Ces contradictions et ces incohérences auront certainement un impact négatif sur l’organisation de l’ensemble du processus électoral.

– Une des premières conséquences sera un glissement des élections du Président de la République et des députés nationaux prévues en 2016, ce qui constitue une violation flagrante de la Constitution qui limite leur mandat à 5 ans. Ce glissement semble déjà annoncé dans la conférence de presse au cours de laquelle la CENI a présenté le calendrier pour les élections locales, lorsque, se référant brièvement aux élections législatives et présidentielles de 2016, le président de la CENI a déclaré que la loi électorale prévoit, avant les dites élections, le recensement administratif de l’ensemble de la population. Par conséquent, le gouvernement devrait s’engager à terminer le recensement dans le délai constitutionnel (avant la fin de 2015) ou le Parlement devrait modifier la loi électorale. Sinon, la CENI se verra obligée à soumettre à la Cour constitutionnelle une demande de report dûment motivée de ces élections.

– Une deuxième conséquence pourrait être le passage, officiellement pour des raisons de contraintes de temps et économiques, du suffrage direct au suffrage indirect comme mode d’élection des députés provinciaux. Cette disposition contribuerait à éloigner les élus de leur base naturelle et violerait l’article 197 de la Constitution, qui prévoit l’élection des députés provinciaux au suffrage universel direct. Ce changement nécessiterait d’un amendement constitutionnel et la CENI sait très bien que le peuple congolais est allergique à toute forme de révision de la Constitution , en particulier si elle se produit dans une période pré-électorale et, par conséquent, très suspecte. Les partis d’opposition, la société civile et une grande partie de la population craignent que la révision de l’art. 197 puisse être une manœuvre machiavélique pour modifier aussi les dispositions constitutionnelles qui limitent à deux les mandats du Président de la République , qui pourrait ainsi s’octroyer le droit de briguer un troisième mandat.

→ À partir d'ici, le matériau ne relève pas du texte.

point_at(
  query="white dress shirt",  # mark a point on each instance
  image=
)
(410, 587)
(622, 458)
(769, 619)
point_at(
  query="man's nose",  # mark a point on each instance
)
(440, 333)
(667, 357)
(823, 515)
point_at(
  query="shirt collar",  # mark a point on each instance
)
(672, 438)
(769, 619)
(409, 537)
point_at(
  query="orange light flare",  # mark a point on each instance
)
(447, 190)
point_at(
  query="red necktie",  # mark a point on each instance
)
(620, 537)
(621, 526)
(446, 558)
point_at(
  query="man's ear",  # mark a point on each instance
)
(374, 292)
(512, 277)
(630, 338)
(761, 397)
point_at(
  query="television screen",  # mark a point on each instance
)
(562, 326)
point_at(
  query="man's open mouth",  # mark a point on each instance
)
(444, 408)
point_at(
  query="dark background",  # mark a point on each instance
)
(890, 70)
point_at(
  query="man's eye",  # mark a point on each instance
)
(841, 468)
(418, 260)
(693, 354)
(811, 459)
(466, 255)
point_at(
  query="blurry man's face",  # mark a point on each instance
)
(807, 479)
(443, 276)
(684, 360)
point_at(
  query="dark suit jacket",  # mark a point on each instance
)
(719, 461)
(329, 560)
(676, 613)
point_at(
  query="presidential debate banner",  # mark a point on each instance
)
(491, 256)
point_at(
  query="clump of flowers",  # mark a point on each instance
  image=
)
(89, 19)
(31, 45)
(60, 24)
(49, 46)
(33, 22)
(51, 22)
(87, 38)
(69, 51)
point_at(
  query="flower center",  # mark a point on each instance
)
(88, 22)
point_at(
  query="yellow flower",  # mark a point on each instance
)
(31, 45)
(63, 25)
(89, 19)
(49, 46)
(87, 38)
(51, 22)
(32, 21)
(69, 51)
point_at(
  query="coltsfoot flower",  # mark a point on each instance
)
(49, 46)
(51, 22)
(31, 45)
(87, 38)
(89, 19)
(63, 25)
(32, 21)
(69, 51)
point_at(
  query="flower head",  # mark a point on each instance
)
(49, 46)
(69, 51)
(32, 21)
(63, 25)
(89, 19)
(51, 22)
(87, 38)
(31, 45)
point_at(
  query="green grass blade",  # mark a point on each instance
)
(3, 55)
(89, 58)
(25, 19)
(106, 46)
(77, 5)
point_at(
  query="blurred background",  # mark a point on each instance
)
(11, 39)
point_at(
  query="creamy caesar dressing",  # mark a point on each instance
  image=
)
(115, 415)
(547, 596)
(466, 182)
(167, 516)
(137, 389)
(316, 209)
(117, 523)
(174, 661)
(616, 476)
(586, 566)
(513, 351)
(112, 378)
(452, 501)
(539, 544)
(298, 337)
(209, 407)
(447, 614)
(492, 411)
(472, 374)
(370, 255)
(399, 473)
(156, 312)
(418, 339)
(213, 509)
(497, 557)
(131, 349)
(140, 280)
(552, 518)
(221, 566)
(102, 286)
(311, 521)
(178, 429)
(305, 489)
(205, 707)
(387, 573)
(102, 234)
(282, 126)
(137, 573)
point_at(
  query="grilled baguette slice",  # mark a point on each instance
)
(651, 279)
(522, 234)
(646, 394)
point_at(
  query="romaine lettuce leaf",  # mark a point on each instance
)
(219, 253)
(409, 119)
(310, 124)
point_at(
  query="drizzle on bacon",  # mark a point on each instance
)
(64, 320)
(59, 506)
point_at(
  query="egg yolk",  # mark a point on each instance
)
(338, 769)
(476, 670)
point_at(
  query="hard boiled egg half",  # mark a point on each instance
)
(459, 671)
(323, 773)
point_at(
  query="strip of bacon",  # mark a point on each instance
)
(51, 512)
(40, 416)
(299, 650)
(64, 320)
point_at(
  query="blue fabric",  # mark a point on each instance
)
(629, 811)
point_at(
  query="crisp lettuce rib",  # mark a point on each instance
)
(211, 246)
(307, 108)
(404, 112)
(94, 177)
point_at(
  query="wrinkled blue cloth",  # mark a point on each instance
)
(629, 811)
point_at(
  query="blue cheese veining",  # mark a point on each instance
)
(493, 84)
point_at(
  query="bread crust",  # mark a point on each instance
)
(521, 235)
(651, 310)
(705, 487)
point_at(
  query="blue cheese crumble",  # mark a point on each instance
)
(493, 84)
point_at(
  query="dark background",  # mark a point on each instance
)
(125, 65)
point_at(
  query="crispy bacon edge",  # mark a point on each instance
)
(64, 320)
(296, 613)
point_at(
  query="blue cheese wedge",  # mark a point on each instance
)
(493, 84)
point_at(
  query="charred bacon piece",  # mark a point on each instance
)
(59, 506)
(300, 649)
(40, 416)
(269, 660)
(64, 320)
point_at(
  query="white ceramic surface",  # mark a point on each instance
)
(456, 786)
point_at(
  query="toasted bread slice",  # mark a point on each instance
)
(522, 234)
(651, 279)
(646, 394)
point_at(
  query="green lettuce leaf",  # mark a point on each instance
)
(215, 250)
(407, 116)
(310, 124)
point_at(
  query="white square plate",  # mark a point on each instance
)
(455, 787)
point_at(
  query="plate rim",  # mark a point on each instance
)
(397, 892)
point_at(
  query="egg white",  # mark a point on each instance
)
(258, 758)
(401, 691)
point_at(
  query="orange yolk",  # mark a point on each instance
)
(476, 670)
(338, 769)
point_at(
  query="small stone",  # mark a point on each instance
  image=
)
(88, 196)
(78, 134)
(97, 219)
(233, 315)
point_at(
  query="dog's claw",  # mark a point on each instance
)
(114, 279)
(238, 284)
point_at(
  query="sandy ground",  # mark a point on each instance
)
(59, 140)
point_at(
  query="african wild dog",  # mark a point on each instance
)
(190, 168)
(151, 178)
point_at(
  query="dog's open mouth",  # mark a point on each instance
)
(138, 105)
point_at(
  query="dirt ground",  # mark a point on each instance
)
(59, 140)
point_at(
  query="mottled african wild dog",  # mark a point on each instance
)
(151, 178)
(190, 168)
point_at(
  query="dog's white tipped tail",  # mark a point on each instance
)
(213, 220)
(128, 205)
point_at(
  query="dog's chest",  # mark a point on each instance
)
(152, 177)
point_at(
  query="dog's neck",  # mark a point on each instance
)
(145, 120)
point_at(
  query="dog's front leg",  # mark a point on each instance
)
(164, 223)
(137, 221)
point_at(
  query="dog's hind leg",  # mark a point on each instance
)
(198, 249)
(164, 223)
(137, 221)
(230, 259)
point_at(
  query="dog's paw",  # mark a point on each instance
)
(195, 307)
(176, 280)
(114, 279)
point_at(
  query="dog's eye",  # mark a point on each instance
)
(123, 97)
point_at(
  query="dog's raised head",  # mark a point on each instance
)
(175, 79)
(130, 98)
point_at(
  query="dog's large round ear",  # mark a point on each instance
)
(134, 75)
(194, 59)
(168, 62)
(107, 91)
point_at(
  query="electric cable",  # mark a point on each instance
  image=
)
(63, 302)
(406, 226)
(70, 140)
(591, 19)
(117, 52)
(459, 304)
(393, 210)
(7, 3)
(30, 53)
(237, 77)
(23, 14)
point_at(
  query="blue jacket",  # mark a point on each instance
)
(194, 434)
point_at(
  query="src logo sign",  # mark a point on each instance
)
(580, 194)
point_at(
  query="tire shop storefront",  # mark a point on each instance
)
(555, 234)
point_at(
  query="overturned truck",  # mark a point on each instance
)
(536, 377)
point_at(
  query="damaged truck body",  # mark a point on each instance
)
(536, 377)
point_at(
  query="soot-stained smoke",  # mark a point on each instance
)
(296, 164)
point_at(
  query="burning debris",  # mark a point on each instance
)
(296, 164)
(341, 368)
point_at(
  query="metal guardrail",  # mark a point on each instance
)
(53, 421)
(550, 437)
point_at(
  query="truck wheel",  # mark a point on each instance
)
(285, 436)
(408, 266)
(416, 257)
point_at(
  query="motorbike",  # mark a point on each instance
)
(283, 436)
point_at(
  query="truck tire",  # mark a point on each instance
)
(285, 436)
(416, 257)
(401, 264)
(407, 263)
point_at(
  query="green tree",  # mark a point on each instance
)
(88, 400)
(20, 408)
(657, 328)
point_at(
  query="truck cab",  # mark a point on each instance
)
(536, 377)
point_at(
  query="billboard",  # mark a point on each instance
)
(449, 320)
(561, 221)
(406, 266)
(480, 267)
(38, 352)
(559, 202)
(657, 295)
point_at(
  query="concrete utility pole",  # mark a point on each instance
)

Une proposition alternative

La CENI devrait tenir compte de toutes ces difficultés et incohérences, pour éviter des conflits sociaux et politiques inutiles. La CENI doit écouter non seulement la majorité, mais aussi l’opposition, la société civile, et surtout la population, afin de ne pas trahir leurs attentes.
La plate-forme de la société civile « Agir pour des Élections Transparentes et Apaisées  » (AETA) a proposé une «alternative» à la feuille de route électorale présentée par la CENI au Parlement.
AETA demande simplement d’organiser avec priorités, en 2015, les élections des députés provinciaux au suffrage direct, suivies par les élections au suffrage indirect des sénateurs nationaux et des gouverneurs des provinces. Les élections présidentielles et législatives nationales seraient organisées en 2016, selon les délais constitutionnels. Les élections municipales, urbaines et locales pourraient être organisées après 2016 , en 2018 par exemple. De cette façon, un nouveau cycle électoral pourrait commencer avec les élections locales de 2018, pour continuer avec les élections des députés provinciaux, des sénateurs et des gouverneurs en 2020. Les élections présidentielles et législatives nationales devront se tenir en 2021.